Vielleicht definieren wir "Ziele" sehr unterschiedlich. Ich wollte ja noch einmal  meinen ersten Leseeindruck zitieren, aus einer anderen Leserunde, als es auch um die Ziele von Figuren ging:

 

(Zitat)

Was ich gerade gelesen habe: Mal wieder Musil, die Verwirrungen des Zöglings Törleß, und Angelika Klüssendorf: Das Mädchen.
Beide Figuren sind Heranwachsende und ihre Ziele sind verwaschen. Törleß ist schon im Titel verwirrt, ist passiv, wird anfangs von peinigenden Gedanken heimgesucht, von Leidenschaften hin und her geworfen, reagiert manchmal aktiv, beeinflusst das Geschehen und seine tumberen Konviktsgenossen, reagiert aber auch für sich selbst unvorhersehbar.

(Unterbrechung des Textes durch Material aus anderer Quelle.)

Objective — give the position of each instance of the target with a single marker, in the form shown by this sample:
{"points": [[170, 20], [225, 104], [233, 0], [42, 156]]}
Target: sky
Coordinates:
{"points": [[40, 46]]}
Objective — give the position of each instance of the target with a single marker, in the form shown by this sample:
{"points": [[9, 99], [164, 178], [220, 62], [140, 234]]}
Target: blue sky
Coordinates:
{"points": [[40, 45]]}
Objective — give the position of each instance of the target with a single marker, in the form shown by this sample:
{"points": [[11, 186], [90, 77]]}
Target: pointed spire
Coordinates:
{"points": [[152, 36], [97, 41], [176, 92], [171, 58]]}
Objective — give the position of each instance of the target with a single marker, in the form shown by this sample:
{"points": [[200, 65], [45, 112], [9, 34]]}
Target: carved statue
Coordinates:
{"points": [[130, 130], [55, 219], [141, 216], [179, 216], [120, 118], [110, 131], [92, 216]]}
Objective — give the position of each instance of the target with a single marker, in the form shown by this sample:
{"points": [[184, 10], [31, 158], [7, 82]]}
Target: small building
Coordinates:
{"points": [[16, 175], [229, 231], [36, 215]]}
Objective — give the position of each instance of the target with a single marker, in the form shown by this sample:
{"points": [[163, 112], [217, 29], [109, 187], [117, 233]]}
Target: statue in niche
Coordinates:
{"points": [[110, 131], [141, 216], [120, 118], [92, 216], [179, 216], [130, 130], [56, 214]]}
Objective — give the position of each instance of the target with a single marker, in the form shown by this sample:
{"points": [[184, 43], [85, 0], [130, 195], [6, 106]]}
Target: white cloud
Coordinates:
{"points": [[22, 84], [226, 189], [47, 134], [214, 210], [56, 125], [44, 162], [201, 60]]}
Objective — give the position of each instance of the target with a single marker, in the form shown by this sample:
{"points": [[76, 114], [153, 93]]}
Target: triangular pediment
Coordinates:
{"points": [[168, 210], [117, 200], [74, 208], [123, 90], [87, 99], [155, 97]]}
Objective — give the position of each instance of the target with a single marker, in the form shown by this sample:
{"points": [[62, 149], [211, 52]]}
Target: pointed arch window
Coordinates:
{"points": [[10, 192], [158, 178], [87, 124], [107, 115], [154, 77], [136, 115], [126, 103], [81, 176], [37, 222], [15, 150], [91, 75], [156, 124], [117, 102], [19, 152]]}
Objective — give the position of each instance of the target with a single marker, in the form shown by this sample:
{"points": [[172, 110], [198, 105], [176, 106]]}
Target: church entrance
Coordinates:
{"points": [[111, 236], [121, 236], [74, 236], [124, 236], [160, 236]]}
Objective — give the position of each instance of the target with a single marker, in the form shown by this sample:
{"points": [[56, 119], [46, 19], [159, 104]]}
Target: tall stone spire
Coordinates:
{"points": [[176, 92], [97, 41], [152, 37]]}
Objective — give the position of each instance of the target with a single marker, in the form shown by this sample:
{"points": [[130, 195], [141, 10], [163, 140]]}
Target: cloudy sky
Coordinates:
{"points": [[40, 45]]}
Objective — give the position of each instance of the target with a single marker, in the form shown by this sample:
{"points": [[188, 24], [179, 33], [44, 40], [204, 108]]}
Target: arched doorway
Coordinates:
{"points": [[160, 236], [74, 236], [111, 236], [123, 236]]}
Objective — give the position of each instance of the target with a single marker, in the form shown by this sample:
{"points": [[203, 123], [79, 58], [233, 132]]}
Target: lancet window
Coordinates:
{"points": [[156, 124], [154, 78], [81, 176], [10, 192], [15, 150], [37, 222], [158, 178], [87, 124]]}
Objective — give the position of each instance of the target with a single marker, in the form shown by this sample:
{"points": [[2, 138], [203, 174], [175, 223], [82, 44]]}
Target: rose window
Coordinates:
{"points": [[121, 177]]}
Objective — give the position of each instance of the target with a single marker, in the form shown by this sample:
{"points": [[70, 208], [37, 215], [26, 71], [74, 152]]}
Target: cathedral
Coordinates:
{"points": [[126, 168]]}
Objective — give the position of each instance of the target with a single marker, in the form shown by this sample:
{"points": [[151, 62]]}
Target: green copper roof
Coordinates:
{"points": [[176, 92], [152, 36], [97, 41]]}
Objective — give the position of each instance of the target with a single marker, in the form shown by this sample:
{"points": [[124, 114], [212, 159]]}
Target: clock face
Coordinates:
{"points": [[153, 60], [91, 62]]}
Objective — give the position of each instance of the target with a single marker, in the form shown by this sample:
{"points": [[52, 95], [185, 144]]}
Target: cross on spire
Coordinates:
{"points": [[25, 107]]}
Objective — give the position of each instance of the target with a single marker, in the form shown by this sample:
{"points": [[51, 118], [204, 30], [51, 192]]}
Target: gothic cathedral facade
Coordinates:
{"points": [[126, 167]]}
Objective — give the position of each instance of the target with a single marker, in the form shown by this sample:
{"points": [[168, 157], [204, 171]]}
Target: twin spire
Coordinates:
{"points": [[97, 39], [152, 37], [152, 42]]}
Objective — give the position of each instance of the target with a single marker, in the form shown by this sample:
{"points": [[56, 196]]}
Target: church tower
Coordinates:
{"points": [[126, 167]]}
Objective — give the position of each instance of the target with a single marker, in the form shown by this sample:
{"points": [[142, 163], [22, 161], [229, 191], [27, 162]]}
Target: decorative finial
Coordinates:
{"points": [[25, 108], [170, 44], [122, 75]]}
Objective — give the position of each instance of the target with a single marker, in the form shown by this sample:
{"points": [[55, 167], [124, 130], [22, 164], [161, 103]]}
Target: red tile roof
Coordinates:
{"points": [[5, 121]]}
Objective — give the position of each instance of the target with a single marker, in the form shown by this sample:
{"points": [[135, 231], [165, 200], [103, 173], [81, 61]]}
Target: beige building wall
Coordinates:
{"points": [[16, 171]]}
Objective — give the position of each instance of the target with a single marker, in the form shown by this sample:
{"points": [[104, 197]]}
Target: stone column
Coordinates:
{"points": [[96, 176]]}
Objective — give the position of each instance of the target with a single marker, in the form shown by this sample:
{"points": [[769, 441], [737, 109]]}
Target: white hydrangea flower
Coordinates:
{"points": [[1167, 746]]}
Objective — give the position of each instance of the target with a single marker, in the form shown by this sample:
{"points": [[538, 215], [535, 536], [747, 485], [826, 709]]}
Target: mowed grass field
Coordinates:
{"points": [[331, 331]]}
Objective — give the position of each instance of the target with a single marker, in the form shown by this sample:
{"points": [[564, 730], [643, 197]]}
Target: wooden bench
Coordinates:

Das Buch ist eine "Studie" eine Untersuchung eines Geisteszustands im Übergang, darauf habe Musil (heißt es doch, oder?) Wert gelegt, deshalb das Maeterlinkzitat vorne - das ich übrigens grandios finde.
Bei Frau Klüssendorf geht es um ein misshandeltes Mädchen, das keine Ziele hat, nur irgendwie den Tag überleben muss und irrational handelt, zum Teil von ihren Handlungen eine Minute vorher noch nichts weiß. Zum Beispiel lässt sie von einem Moment auf den anderen ihren Bruder, einen Säugling, an dem sie sehr hängt, im Stich, sie macht einen verzweifelten, halbherzigen Selbstmordversuch und erklärt direkt danach, im Krankenhaus, sie wolle nie mehr nach Hause. Die Konsequenz ihres Handelns begreift sie erst viel später, als sie sich nach dem Bruder sehnt, aber auch hier bleibt alles unklar, verwaschen, sie kann sich nicht auf ihre Gefühle, ihre unstete Sehnsucht verlassen, aber sie handelt wieder irrational, kommt vorübergehend ins Gefängnis. Auch dies ist eine Art Studie eines Zustands, bestechend präzise, und obwohl hier nachweislich jegliche Anklänge an Dreiaktmodelle und Heldenreisen fehlen, die Person offensichtlich passiv und getrieben ist, "fiebert man mit", möchte unbedingt wissen, wie es weitergeht.

 

Zitat Ende

 

Hier habe ich sie als "passiv" geschildert. Beim zweiten Lesen ermpfinde ich sie aber nicht mehr als so passiv, sie agiert ja, nur in viele Richtungen gleichzeitig.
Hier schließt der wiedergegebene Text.